July 18, 2013 | David F. Coppedge

Longevity of DNA Estimated

How long can DNA survive in a fossil?  Claims of ancient DNA can be compared with a new estimate based on a crime scene.

A re-investigation of the 1960’s Boston Strangler case has given researchers a chance to study the condition of the perpetrator after 50 years in the grave, Rachael Rettner of Live Science reported.  Because DNA degrades over time, it has a “half-life” even under ideal conditions of keeping it frozen.  From Slate Magazine‘s article about Richard III’s remains, Rettner writes,

Last year, researchers estimated that the half-life of DNA — the point at which half the bonds in a DNA molecule backbone would be broken — is 521 years. That means that, under ideal conditions, DNA would last about 6.8 million years, after which all the bonds would be broken. But DNA would not be readable after about 1.5 million years, the researchers said.

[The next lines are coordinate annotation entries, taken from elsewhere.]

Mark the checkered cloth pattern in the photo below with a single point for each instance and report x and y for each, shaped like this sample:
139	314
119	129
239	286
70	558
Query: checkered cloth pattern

According to Slate, the DNA of Egyptian mummies has degraded.  Amber is also not a good preserver of DNA.  You can’t tell by outward appearance, the article said.  DNA’s “shelf life” is fairly low:

The decay rate of DNA depends on the conditions of its storage and packaging. Above all, it depends on whether the DNA is exposed to heat, water, sunlight, and oxygen. If a body is left out in the sun and rain, its DNA will be useful for testing for only a few weeks. If it’s buried a few feet below the ground, the DNA will last about 1,000 to 10,000 years. If it’s frozen in Antarctic ice, it could last a few hundred thousand years. For best results, samples should be dried, vacuum-packed, and frozen at about -80 degrees Celsius. Even then, ambient radiation is likely to render DNA unrecognizable before it celebrates its millionth birthday.

Both articles claimed the oldest DNA found so far, in permafrost, is 450,000 to 800,000 years old.  Neanderthal DNA said to be 100,000 years old has been sequenced by paleoanthropologists, but “When it comes to modern humans, the oldest DNA recovered so far has been only about 5,000 to 7,000 years old,” the Slate article said.

Back in 2004, the upper limit was stated to be 400,000 years (1/6/04, see also 9/4/06), but then last month (6/17/13), horse DNA in permafrost said to be 700,000 years old was found.

These claims should be remembered if ancient DNA older than that is confirmed in future finds.  Biblical creationists will deny the ancient ages, of course, saying that they are based on evolutionary assumptions.  But if intact DNA is found in a dinosaur or other fossil older than the upper limit they just stated, it could have the effect of falsifying the evolutionary timescale.  Since evolutionists are such staunch believers, though, most likely the reaction will be, “Well, what do you know; DNA can survive for 65 million years.”  That’s what they have already done with certain proteins and soft tissues that should have been long gone.  The rest of us should remember what they said beforehand about DNA’s upper limit age, and not let them get away with it.